Plot[curves[[1]], {x, -10, 10}]
this works, but Plot[curves[[1]], bounds[[1]]] returns an error even though bounds[[1]] returns {x,-10,10}. Anbody know why this is?
POSTED BY: Grant Hearn
Answer
9 months ago
That is because Plot is HoldAll, however one can do
Plot[curves[[1]], Evaluate[bounds[[1]]]]
POSTED BY: Ilian Gachevski
Answer
9 months ago
OK - I get it, that solves it. Thanks very much!
POSTED BY: Grant Hearn
Answer
9 months ago
This is an order of operations issue - you need to make sure that the second argument to Plot (bounds[[1]]) is evaluated at the appropriate time.

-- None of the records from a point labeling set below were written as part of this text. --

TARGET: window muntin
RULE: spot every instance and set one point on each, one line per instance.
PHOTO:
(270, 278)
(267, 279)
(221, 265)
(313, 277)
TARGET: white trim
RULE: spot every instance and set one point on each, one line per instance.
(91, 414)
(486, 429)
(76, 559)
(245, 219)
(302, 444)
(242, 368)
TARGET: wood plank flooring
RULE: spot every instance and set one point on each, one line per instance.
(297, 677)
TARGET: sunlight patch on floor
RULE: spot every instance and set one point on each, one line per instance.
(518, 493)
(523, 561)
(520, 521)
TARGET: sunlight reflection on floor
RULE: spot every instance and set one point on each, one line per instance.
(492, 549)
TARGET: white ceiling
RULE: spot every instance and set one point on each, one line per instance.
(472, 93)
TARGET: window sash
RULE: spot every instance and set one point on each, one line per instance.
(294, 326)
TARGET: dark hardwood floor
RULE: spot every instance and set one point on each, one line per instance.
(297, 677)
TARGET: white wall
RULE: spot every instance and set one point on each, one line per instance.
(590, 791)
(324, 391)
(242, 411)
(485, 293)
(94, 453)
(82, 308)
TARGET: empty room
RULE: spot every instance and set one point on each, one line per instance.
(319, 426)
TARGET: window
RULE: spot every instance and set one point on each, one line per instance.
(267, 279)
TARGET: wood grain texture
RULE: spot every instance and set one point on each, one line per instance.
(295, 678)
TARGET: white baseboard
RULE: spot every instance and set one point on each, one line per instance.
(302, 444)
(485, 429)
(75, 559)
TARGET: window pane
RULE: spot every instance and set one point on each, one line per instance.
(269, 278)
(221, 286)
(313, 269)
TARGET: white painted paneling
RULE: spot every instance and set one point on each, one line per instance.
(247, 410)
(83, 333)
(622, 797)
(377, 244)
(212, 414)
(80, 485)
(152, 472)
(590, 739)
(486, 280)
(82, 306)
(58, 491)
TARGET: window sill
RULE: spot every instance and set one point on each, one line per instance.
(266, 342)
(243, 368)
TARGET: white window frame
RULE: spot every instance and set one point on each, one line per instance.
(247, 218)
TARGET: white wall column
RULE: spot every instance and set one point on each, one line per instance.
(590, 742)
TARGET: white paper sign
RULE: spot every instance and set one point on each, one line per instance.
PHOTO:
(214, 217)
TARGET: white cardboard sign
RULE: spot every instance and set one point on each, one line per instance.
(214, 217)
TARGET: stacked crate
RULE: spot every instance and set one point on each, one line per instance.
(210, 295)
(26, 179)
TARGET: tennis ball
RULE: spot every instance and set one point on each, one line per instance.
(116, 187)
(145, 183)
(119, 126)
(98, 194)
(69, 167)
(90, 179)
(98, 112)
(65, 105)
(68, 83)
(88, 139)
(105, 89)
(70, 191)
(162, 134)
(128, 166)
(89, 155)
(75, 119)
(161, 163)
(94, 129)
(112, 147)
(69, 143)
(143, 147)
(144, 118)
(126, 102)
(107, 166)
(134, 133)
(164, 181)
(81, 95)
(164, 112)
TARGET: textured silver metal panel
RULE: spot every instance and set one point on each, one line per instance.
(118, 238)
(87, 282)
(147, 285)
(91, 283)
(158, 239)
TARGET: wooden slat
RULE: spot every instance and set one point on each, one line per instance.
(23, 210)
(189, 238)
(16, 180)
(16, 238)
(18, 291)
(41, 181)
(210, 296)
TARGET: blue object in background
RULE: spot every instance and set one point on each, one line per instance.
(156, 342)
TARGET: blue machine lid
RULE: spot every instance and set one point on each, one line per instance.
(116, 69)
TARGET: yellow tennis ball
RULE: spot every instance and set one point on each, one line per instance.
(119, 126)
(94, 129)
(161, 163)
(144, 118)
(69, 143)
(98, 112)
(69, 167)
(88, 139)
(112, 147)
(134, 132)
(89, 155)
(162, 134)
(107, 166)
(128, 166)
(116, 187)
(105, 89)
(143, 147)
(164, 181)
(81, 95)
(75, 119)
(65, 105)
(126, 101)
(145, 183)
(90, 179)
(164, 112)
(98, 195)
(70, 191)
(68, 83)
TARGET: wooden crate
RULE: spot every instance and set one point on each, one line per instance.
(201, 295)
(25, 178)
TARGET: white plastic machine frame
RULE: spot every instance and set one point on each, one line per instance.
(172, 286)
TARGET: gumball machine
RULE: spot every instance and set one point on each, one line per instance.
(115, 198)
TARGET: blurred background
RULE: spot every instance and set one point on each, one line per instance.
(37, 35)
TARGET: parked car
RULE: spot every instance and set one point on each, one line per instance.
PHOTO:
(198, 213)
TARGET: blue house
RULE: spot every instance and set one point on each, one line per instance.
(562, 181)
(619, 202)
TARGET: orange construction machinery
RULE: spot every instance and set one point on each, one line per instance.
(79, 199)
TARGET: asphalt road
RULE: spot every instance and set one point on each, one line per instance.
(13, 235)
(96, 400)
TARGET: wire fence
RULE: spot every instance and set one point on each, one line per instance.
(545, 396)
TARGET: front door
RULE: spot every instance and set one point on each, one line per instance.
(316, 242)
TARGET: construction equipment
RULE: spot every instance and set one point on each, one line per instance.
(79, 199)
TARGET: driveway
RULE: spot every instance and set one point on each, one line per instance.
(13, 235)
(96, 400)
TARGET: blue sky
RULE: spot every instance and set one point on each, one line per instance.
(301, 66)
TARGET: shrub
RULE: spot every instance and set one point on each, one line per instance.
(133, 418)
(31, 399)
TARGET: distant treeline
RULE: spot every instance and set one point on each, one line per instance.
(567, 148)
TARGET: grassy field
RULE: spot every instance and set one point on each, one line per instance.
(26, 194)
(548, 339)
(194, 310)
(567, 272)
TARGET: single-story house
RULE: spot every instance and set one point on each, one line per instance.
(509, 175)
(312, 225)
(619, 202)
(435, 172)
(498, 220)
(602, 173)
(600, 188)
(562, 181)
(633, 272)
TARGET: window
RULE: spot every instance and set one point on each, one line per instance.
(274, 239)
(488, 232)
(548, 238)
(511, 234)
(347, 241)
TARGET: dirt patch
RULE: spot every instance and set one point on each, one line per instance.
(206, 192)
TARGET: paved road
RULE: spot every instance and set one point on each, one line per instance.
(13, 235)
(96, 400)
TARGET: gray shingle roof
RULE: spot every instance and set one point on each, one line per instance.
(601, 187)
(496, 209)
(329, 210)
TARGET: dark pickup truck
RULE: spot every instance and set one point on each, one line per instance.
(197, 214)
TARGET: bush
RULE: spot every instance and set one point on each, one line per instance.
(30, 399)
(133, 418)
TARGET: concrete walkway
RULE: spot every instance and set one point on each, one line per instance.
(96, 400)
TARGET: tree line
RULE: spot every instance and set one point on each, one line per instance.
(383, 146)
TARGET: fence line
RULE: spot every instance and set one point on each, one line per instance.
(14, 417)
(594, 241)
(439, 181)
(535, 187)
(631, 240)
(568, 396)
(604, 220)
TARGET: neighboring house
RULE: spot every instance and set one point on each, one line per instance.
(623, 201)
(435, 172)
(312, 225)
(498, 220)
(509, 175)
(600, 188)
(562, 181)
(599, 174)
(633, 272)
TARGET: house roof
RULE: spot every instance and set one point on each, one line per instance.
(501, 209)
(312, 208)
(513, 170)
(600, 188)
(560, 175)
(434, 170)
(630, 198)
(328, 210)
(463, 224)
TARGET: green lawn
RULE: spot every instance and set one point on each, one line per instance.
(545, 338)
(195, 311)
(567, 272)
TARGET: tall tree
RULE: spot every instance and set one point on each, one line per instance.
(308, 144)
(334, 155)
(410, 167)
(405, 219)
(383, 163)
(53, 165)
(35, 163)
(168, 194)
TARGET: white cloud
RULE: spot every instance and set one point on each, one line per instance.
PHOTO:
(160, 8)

One way of doing this is to use the Evaluate function:

http://reference.wolfram.com/mathematica/ref/Evaluate.html

For example, this should work:
Plot[curves[[1]], Evaluate@bounds[[1]]]

Note that the reason for this special behavior is that the Plot function has the attribute HoldAll:
Attributes[Plot]
which means that the arguments to Plot are maintained in an unevaluated form.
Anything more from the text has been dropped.